This topic describes how to create a crawler to collect metadata from an Object Storage Service (OSS) data source to DataWorks. You can view the collected metadata on the Data Map page.

Prerequisites

An EMR cluster is associated with your workspace as a compute engine instance. For more information, see Associate an EMR compute engine instance with a workspace.

Limits

  • You cannot collect metadata across regions. You must create a crawler in the region where the source metadata resides to collect the metadata.
  • You must collect metadata over the Internet.
  • Metadata collection from OSS data sources is in invitational preview and is supported only in the China (Shanghai) region.

Procedure

  1. In the left-side navigation pane, click OSS.
  2. On the OSSMetadata Crawler page, click Create Crawler.
  3. In the Create Crawler dialog box, complete the wizard.
    1. In the Basic Information step, set the parameters.
      Create Crawler
      Parameter Description
      Crawler Name Required.
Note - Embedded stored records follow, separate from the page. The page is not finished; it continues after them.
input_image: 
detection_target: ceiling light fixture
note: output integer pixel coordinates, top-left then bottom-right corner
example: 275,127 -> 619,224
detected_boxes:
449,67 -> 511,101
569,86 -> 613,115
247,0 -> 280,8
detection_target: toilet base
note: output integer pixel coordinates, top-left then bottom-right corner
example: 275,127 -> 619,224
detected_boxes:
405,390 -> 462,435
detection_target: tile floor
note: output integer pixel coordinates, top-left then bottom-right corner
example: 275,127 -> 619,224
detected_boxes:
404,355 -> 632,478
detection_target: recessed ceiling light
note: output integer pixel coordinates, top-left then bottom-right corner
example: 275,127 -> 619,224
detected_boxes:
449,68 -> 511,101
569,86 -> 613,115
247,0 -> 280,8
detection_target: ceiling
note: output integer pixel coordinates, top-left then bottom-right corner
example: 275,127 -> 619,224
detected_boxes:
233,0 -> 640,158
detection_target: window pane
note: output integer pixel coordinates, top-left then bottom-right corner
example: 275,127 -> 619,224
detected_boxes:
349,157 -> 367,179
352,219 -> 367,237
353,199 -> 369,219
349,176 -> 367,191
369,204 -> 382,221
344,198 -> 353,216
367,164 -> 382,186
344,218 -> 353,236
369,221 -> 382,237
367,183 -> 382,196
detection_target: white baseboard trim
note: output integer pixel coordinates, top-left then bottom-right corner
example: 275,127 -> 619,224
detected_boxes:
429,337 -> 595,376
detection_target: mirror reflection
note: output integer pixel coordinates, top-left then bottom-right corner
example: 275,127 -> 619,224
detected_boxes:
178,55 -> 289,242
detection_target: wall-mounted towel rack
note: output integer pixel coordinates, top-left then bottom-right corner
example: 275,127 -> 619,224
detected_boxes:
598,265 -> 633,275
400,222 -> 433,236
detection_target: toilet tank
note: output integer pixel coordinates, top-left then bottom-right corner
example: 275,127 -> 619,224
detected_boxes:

The name of the crawler. You must set a unique name.
      Crawler Description The description of the crawler.
      Data Source Type The type of the data source from which you want to collect metadata. The default value is OSS and cannot be changed.
    2. Click Next.
    3. In the Select Collection Object step, set the parameters to specify the data source.
      Select Collection Object
      Parameter Description
      Workspace The workspace of the OSS data source from which you want to collect metadata.
      Data Source The OSS data source from which you want to collect metadata. If no data source is available, go to the Data Source page and create an OSS data source. For more information, see Configure an OSS connection.
      Object Path The path of the OSS object from which you want to collect metadata.
      Path Traversal Specifies whether to traverse sub-paths in the specified path.
      Prefix The prefix of the names of tables that the crawler automatically generates. By default, a generated table is named after the corresponding OSS object.
    4. Click Next.
    5. In the Configure Execution Plan step, configure an execution plan.
      Configure Execution Plan
      Parameter Description
      Execution Plan The execution plan of the crawler. Valid values: On-demand Execution, Monthly, Weekly, Daily, Hourly, and Customize.
      Update Options The policy used to update the tables that store the collected metadata.
      Delete Options The policy used to delete the tables that store the collected metadata.
    6. Click Next.
    7. In the Confirm Information step, check the information that you specified and click Confirm.
  4. On the OSSMetadata Crawler page, find the created crawler and click Run in the Actions column.
    After the crawler is run, click the number in the Updated Tables in Last Run or Added Tables in Last Run column to view the details of the updated or created tables.
    You can also perform the following operations on the OSSMetadata Crawler page:
    • Click Details in the Actions column of a crawler. In the Crawler Details dialog box, view the detailed information about the crawler.
    • Click Edit in the Actions column of a crawler. In the Edit Crawler dialog box, modify the configurations of the crawler.
    • Click Delete in the Actions column of a crawler. In the Confirm message, click Ok to delete the crawler.
    • Click Stop in the Actions column of a crawler that is running to stop the crawler.
  5. View the metadata collected from the OSS data source.
    1. In the top navigation bar, click All Data.
    2. Select OSS from the drop-down list in the upper part of the page.
    3. Click the name of a table that stores the collected metadata and view the table details.